Ofendido e um pouco magoado, fechei a boca ainda aberta para retrucar, mas que parara assim por pura surpresa. Alisei o linho das coxas da minha calça e, olhando em volta sem saber o que fazer, decidi sair do quarto para a varanda. Os móveis escuros e os muitos objetos pessoais espalhados ali não me deram resposta sobre como reagir.
Trouxe comigo um copo de uísque, mesmo que fossem apenas nove da manhã. Deixei-o no balaústre de pedra, vitoriano e caríssimo, enquanto acendia um cigarro. Enquanto sentia a fumaça circular dentro de mim, senti-me relaxar os músculos das costas, ainda tensos. Realmente, não fazia sentido ficar chateado. Aquela era uma reação muito típica de Jesse.
Virei o resto do uísque, deixei ali o copo e atirei a guimba de cigarro para longe. Antes de minha mão tocar a maçaneta, um arrepio me correu pelo braço e gelou momentaneamente meu interior. Entrei novamente no quarto, para encontrá-la exatamente na mesma posição. Caminhei até ela, sem fazer barulho, e toquei-lhe o ombro. Ela me olhou como sempre o fazia: seu rosto não dizia absolutamente nada, e seus grandes olhos me pareciam a coisa mais maravilhosa já criada.

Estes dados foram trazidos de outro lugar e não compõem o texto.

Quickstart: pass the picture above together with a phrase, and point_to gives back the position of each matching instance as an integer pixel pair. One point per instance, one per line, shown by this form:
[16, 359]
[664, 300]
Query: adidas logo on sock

- Jéssica... - suspirei, cansado.
Ela levantou-se pelo outro lado do divã, circulou-o e pôs as mãos nos meus ombros. A proximidade de seus lábios grossos e sem batom, além de seu hálito de menta fortíssimo, me causaram uma leve tonteira. Por que era sempre tão difícil só para mim? Por fim, eles se abriram em um sorriso e quase contei as pecinhas de marfim que ela carregava na boca.
- William, você é tão bom pra mim. Desculpa-me.
Seus braços me envolveram como um polvo, mal percebi já estávamos caindo deitados no divã, as pernas e os braços entrelaçados. Seus olhos muito próximos do meu rosto me faziam cócegas com seus cílios longos e negros. Eu a perdoei. E perdoaria pela eternidade.